Se questa esperienza deve insegnare qualcosa sul futuro del lavoro, i risultati della ricerca – seppur complessi e non unidirezionali – sembrano individuare una preferenza dei lavoratori verso lo svolgimento di alcune parti del loro lavoro in remoto, alternato però a lunghi momenti di presenza. Dal questo punto di vista però occorrerebbe una forte riorganizzazione del lavoro e del processo lavorativo, prevedendo momenti di presenza per le fasi di lavoro che richiedono maggiore interazione, alternati ad alcune giornate in remoto, altrimenti la sola introduzione di alcune giornate di smart-working potrebbe far prevalere gli elementi negativi sperimentati durante la pandemia. Rispetto al periodo emergenziale occorre regolamentare i momenti di lavoro e di pausa e soprattutto il numero complessivo delle ore lavorate e il diritto alla disconnessione. Importante, inoltre, aumentare la capacità di pianificazione dei datori di lavoro che, nell’eventualità futura di un’alternanza tra lavoro in remoto e lavoro in presenza, diviene fondamentale.
Alcune ricerche realizzate in paesi di precoce introduzione del lavoro da remoto, sottolineano l’importanza di un training per i lavoratori in remoto non solo sull’impiego degli apparati tecnologici, ma anche sugli aspetti sociali e psicologici che ne derivano. Inoltre, in Italia per i lavoratori dipendenti è importante pensare a percorsi formativi mirati a insegnare come autogestire il tempo.
I supporti tecnologici potrebbero ora essere forniti dalle imprese, così come la fornitura di attrezzature che permettano un’adeguata ergonomia anche da casa (ad esempio sedie da ufficio). La tematica dello spazio potrebbe ricollegarsi a quella dei co-working, su cui non abbiamo modo di soffermarci in questa sede.

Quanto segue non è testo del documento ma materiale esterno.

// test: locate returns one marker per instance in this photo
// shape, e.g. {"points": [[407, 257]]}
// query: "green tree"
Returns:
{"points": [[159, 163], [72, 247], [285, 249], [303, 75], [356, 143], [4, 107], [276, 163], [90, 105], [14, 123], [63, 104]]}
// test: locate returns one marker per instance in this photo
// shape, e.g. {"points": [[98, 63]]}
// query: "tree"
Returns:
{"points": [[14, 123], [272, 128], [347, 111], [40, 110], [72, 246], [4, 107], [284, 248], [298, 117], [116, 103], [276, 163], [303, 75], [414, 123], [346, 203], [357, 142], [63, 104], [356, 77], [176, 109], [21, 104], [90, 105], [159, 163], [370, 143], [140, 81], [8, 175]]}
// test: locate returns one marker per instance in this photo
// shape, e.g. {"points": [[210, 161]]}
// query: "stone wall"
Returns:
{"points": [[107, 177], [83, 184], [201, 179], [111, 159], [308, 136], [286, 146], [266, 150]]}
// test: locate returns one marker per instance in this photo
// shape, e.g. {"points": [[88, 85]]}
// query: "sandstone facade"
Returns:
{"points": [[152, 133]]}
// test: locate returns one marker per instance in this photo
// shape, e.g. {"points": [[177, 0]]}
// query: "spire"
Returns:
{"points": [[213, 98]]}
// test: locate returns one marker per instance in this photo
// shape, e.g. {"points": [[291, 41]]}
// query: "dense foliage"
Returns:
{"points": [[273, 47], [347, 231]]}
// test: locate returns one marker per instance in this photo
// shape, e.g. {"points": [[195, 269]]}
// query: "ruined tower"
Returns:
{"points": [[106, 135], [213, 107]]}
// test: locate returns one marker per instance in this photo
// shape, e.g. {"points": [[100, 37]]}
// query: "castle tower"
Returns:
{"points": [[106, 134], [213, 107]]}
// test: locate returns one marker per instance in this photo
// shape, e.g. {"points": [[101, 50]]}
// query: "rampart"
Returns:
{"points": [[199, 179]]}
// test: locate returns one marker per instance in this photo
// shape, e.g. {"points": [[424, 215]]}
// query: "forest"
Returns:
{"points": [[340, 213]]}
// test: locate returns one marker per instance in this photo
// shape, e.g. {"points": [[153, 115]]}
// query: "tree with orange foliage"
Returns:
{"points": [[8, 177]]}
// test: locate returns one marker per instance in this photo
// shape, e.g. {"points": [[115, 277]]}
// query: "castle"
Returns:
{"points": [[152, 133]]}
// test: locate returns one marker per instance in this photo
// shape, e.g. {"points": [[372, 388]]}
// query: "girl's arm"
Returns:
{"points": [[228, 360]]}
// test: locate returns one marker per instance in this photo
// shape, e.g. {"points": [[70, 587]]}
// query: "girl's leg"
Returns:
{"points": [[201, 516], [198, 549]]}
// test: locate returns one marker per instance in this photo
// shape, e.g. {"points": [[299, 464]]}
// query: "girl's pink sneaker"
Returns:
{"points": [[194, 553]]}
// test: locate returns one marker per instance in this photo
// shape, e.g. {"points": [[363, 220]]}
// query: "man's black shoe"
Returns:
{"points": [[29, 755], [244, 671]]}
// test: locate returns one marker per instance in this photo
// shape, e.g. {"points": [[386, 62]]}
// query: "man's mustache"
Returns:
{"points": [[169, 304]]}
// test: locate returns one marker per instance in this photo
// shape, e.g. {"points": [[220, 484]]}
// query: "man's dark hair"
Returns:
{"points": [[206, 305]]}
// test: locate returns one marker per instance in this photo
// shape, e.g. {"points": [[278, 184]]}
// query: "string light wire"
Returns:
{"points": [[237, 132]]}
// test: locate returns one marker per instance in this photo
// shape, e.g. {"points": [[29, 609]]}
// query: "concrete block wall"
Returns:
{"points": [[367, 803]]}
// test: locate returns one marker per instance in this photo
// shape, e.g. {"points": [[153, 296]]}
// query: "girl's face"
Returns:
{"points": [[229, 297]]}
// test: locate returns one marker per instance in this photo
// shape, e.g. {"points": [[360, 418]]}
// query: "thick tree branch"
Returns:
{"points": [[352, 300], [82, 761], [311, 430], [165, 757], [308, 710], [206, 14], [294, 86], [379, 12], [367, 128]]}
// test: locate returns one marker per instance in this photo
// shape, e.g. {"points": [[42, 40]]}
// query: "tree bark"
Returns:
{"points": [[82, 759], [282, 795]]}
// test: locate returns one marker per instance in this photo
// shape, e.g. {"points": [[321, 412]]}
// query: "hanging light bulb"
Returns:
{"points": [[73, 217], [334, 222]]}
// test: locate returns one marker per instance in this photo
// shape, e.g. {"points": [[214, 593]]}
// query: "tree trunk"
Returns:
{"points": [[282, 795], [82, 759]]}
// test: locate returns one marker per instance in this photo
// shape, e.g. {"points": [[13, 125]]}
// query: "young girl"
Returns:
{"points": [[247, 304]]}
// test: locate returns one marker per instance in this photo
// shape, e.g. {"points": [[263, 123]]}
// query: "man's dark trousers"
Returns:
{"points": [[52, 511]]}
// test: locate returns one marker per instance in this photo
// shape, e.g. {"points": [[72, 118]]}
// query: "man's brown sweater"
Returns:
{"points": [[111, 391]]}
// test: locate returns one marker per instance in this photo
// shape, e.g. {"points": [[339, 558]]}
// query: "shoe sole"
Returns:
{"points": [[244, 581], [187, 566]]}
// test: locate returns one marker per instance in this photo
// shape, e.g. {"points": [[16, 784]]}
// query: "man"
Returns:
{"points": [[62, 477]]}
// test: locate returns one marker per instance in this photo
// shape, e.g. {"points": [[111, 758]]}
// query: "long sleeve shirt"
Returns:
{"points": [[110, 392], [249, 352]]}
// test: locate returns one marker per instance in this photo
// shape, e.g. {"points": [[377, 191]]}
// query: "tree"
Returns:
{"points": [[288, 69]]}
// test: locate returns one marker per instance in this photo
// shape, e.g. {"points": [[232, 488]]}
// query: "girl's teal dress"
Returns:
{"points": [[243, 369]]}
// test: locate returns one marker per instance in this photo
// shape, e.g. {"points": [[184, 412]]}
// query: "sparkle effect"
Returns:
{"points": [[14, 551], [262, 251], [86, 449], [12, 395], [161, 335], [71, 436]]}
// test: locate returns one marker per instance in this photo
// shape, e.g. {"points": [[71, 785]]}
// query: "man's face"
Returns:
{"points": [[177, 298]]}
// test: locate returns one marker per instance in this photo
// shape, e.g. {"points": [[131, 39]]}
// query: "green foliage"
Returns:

Questi punti potrebbero essere portati al centro dell’attenzione di un dibattito scientifico, della contrattazione collettiva che nel periodo emergenziale è stata esclusa data l’eccezionalità della situazione e delle politiche di gestione del personale da parte delle imprese, come sta avvenendo, per ora solo in alcuni casi virtuosi.
[Per maggiori dettagli si vedano i contributi nel volume curato da Marco Peruzzi, Devi Sacchetto (a cura di), Il lavoro da remoto. Aspetti giuridici e sociologici, Giappichelli. Facevano parte del gruppo di ricerca, oltre alle autrici di questo articolo, Valentina Goglio, Valentina Pacetti, Simone Tosi e Marinella Vercelli.]